Proving these two matrix LMIs are the same.

Question

For a matrix A $\in R^{nxn}$, the two statements are equivalent:

1. There exists matrix $P > 0$, such that $A^TP+PA<0$
2. There exists matrix $P \geq 0$, such that $A^TP+PA+I\leq0$

Is this true?

Answer 1

I think that the second point should be: There exists matrix $P\ge I$, such that $A^TP+PA+I\le0$. The implication 2. implies 1. is immediate. So, we will assume that 1. holds. This is equivalent to say that $A$ is Hurwitz stable.

Therefore, there exists a $Q>0$ such that $A^TQ+QA+I=0$. Moreover, this $Q$ is given by $$Q=\int_0^\infty\exp(A^Ts)\exp(As)\mathrm{d}s.$$

If $Q\ge I$, then we are done. On the other hand, let $\alpha=1/\min_i(\lambda_i(Q))$ where the $\lambda_i(Q)$'s are the eigenvalues of $Q$. Since, we do not have $Q\ge I$, then $\min_i(\lambda_i(Q))<1$ and $\alpha>1$. Therefore, $P:=\alpha Q\ge I$.

Now, we have $$A^TP+PA=\alpha(A^TQ+AQ)=-\alpha I\le -I,$$

which proves the result.

Answer 2

Yes, they are equivalent.

Suppose $P>0$ and $A^TP+PA<0$. Let $r=-\lambda_\max(A^TP+PA)$. Then $P_1\ge0$ and $A^TP_1+P_1A+I\le0$, where $P_1=\frac1rP$.

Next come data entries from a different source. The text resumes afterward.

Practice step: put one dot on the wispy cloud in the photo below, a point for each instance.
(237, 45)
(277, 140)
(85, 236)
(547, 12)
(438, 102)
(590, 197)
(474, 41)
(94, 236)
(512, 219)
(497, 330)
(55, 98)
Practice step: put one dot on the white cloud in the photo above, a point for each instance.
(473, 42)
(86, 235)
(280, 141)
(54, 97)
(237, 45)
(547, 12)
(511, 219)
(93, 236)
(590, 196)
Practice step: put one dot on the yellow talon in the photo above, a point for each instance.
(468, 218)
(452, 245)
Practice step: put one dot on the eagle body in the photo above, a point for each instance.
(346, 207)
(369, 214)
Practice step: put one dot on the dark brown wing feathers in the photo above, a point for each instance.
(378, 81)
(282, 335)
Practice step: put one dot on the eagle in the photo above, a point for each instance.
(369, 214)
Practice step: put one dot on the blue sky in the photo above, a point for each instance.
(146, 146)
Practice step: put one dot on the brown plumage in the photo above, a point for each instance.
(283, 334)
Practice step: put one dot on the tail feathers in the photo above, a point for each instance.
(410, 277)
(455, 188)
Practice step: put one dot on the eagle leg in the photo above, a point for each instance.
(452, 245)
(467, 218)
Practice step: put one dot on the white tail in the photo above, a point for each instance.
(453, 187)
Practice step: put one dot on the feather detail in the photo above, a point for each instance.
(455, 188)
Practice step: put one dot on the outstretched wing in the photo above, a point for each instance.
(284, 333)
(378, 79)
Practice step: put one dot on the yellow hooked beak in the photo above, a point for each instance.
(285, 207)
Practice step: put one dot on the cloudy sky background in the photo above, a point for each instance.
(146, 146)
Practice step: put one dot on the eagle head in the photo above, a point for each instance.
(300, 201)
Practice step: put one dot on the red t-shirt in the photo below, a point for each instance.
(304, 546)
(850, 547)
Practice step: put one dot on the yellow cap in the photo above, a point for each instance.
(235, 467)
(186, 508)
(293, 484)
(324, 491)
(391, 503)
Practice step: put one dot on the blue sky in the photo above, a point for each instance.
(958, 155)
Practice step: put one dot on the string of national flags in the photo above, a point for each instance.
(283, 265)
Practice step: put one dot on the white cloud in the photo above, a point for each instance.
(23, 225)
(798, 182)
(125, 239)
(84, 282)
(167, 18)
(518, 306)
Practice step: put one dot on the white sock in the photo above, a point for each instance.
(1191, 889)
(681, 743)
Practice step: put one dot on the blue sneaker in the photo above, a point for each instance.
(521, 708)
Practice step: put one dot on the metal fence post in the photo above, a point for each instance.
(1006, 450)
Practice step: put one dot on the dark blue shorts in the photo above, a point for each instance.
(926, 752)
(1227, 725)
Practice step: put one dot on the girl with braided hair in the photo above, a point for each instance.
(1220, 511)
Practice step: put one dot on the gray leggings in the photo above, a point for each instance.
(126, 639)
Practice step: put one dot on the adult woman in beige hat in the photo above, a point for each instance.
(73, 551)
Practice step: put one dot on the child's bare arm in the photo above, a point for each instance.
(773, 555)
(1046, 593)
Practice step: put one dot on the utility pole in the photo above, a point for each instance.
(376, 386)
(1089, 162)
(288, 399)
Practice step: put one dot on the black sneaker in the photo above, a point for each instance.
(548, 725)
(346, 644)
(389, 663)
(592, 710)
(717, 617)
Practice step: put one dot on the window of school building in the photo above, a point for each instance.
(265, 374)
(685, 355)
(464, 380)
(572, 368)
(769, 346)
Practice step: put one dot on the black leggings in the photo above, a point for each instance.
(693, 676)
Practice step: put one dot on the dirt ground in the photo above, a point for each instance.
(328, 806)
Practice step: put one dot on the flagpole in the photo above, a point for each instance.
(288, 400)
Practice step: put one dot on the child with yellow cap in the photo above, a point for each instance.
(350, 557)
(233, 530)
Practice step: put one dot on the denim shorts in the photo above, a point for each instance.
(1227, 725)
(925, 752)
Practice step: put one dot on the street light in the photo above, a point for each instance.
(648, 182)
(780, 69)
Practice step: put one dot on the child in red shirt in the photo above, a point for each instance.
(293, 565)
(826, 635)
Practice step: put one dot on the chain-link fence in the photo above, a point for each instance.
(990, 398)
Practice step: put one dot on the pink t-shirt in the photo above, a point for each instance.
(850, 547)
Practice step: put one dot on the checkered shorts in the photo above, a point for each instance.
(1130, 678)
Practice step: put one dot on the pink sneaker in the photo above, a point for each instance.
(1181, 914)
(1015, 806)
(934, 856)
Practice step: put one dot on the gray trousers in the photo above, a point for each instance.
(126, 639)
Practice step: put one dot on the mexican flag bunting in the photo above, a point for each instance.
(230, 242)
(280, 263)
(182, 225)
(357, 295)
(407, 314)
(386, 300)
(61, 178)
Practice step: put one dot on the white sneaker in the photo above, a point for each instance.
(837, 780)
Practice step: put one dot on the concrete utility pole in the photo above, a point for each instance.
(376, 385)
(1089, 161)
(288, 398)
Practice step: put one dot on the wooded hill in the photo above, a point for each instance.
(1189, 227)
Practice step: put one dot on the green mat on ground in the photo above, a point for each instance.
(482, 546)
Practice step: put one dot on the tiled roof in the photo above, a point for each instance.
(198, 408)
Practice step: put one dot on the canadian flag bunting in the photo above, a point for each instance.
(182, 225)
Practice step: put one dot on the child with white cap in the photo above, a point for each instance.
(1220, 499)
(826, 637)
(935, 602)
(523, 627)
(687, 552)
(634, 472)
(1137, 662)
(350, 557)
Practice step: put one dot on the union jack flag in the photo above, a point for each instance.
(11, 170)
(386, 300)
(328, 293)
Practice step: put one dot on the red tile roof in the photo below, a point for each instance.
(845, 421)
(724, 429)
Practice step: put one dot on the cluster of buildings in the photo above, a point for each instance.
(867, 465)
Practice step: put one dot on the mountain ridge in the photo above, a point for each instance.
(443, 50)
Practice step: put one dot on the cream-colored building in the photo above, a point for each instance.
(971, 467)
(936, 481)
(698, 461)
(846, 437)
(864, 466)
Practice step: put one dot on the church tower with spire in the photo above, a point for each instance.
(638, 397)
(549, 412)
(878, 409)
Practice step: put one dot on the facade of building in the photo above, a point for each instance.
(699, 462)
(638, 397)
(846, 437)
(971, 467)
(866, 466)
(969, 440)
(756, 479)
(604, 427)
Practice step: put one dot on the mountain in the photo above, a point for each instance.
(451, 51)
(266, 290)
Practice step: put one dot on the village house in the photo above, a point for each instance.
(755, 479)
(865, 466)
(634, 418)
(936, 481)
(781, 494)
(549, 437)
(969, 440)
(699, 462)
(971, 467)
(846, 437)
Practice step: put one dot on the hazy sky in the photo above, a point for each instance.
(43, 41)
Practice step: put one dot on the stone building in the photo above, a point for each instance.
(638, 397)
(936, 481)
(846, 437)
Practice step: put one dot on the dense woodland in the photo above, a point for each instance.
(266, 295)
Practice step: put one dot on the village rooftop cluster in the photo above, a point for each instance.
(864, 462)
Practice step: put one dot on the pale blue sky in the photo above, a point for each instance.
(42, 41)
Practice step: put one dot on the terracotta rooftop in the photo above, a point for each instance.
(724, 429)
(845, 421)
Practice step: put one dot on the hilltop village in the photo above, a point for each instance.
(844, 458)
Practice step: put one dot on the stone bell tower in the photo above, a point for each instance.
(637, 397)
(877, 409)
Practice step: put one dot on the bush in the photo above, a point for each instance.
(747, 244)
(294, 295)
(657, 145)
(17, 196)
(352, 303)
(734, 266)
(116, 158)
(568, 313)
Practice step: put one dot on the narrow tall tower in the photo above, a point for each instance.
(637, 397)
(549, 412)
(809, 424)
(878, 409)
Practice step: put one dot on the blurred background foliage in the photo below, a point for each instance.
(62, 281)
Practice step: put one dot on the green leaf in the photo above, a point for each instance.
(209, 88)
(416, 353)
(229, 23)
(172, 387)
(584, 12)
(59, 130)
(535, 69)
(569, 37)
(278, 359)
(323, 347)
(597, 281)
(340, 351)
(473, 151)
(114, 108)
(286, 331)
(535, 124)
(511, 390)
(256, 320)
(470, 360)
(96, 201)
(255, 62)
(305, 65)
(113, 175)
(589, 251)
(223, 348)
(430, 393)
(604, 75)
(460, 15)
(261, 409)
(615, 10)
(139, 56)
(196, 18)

Conversely, suppose $P\ge0$ and $A^TP+PA+I\le0$. Then $A^TP+PA\le-I<0$. Now suppose $Px=0$. Then $x^T(A^TP+PA)x=x^TA^T(Px)+(x^TP)Ax=0$. Since $A^TP+PA$ is negative definite, we must have $x=0$. Hence $P$ is nonsingular and in turn, it is positive definite.